Bursting Trends and Fake News on Twitter

This application is developed as an assignment for the lesson Advanced Data Science and Mining, a post graduate lesson in the National Technical Universtiy of Athens, Electrical and Computer Engineering school. The purpose of the assignment is to use services from the IBM Bluemix framework in order to manage big data.

The application consists of three parts. The first part collects Twitter's Trends for a location. You can change the location or use your credentials for the Trends. The collection interval is adjustable. You can change it in the gr.ntua.collector.TrendsCollector class in the @Scheduled(fixedRate = 7200000) parameter changing the fixedRate value. We collect trends every two hours.

The second part is to find bursting Trends. For each collected Trend we seek in the database to find previous occurrences. If there is none, the trend is marked as firstSeen. In the other case, we compute the percent change from the last occurrence.

The third part is to classify a number of tweets as fake or real based on two trained classifiers.

Credentials

To use the application you have to provide a properties file. The application expects a file name credentials.properties in the class path (you can safely create it in the src/main/resources directory). This file has to have the following properties:

twitter.consumer_key=
twitter.consumer_secret=
twitter.access_token=
twitter.access_token.secret=
twitter.trends.place.id=
bluemix.tone_analyzer.username=
bluemix.tone_analyzer.password=
bluemix.natural_language_classifier.classifier_id=
bluemix.natural_language_classifier.username=
bluemix.natural_language_classifier.password=

Apparently you will provide your own credentials for that services.

Fake - Real News Data Sets

The data sets we used to train the Weka classifier and the Bluemix Natural Language Classifier is in the src/main/resouces/dataset directory.

There are three files. The fake_real_news.csv is the original data set which has id, title, text, and label. The bluemix.csv has only the title and label columns from the original data set and it is used to create the tone vectors using Bluemix Tone Analyzer and to train the Bluemix Natural Language Classifier. The results from the Tone Analyzer are in the weka.csv file.

Bluemix Tone Analyzer

We used this service to extract a feature vector for each train instance from the bluemix.csv file. This service returns float values between zero and one for the attributes: anger,disgust,fear,joy,sadness,analytical,confident,tentative,openness,conscientiousness,extraversion,agreeableness,neuroticism.

Weka Classifier

The file with the feature values from the Tone Analyzer is used to create a Random Forest classifier from the Weka classifiers. This classifier had the best performance compared with others from the Weka tool box. The trained model is provided in the src/main/resources/weka/RF.model file.

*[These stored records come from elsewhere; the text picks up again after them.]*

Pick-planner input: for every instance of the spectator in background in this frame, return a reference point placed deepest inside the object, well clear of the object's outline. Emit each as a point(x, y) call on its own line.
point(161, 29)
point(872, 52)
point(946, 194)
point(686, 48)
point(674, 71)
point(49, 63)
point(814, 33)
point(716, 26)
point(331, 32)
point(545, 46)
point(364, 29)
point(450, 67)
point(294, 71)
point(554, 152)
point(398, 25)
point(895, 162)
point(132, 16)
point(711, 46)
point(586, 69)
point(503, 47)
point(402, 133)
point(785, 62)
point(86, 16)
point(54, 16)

Classification Using Tone Analyzer and Weka

In order to classify a number of tweets, we use the Tone Analyzer to get the features vectors. This vector is given to the RF.model and we get a prediction for the class (fake / real) of the tweet.

Bluemix Natural Language Classifier

To train this service we used the bluemix.csv file. This services returns just a classifier id. To use the service we just send the text of the tweet and it returns it's class.

Run the Application

To run the application you have to change database credentials in the src/main/resources/application.properties file. We used MySQL but you can use any database you like.

In a terminal type:

$ mvn spring-boot:run

and open a browser to the localhost:8080 URL. Also take in mind that the port 8080 should not be used by other processes. It's prefered not to use Firefox because it does not support the HTML5 date fields.

To see results and be able to use the application it is recommended to let it run for at least 12 time intervals. Each time interval is the time you have set in the TrendsCollector class. So, if it is two hours, the application should run for 24 hours.

When you have collected some data, just select the dates (or let the form fields unfilled in order to use the whole collection) and the burstiness of the Trends. For example, if you choose 20 for the burstiness, you will see tweets that are firstSeen or their burstiness is above the selected value (20). Also the results are between the dates you have chosen.

Choose the more info button of a Trend and the application returns a graph with the volume of that trend in the selected period and a number of tweets. The tweets are collected using the Trend as a keyword. Each tweet is then classified with the two classifiers. The average score of the two classifiers is given as the final score for the fake / real class of each tweet.

Notes

The result for the class (fake/real) for each tweet is just the "guess" of some classifiers and you should not take it as a fact. Bare in mind that the classifiers are trained with data from news and not from tweets. Tweets have quite different language, audience and philosophy. So, the classifiers have been observed to be biased to the fake class.

Disclaimer

This program is free software; you can redistribute it and/or modify it under the terms of the GNU General Public License as published by the Free Software Foundation; either version 2 of the License, or (at your option) any later version.

This program is distributed in the hope that it will be useful, but WITHOUT ANY WARRANTY; without even the implied warranty of MERCHANTABILITY or FITNESS FOR A PARTICULAR PURPOSE. See the GNU General Public License for more details.